Classicist Anthony Everitt recounts the story of Rome's ascent to greatness as a republic and empire.
In the middle of the 1st century B.C., Julius Caesar, future dictator of Rome, spent about 10 years knocking around what would become Western Europe oppressing the natives. Latin students still have the pleasure of translating "The Gallic Wars,” Caesar’s, ahem, vivid account of this campaign. A sample sentence: “All Gaul is divided into three parts, one of which the Belgae inhabit, the Aquitani another, those who in their own language are called Celts, in ours Gauls, the third.”
Such is the burden of the Roman historian – endure a blitzkrieg of dependent clauses, then convince modern readers that events two millennia old are relevant. In his new book The Rise of Rome, classicist Anthony Everitt does his best, but can’t quite carry the standard.

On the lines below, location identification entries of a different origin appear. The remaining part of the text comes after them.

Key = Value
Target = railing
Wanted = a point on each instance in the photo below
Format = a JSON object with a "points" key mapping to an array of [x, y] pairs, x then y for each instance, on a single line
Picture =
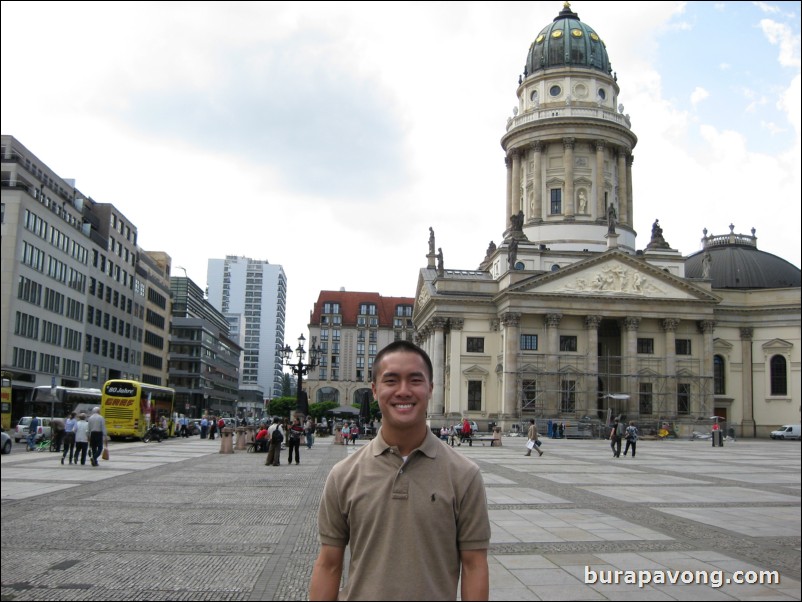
{"points": [[562, 112]]}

His first slip comes early. “One of the curious features of Roman history is that it often suggests parallels between then and now, but such comparisons can be dangerous,” he writes in a preface. “I leave readers to make their own connections unaided.” Everitt’s bold move – forego 21st-century politics in a discussion of Rome’s decline even as cable news pundits endlessly debate America’s decline – is good scholarship. After all, one can’t run around comparing Octavian, Caesar’s adopted son, to George W. Bush willy-nilly.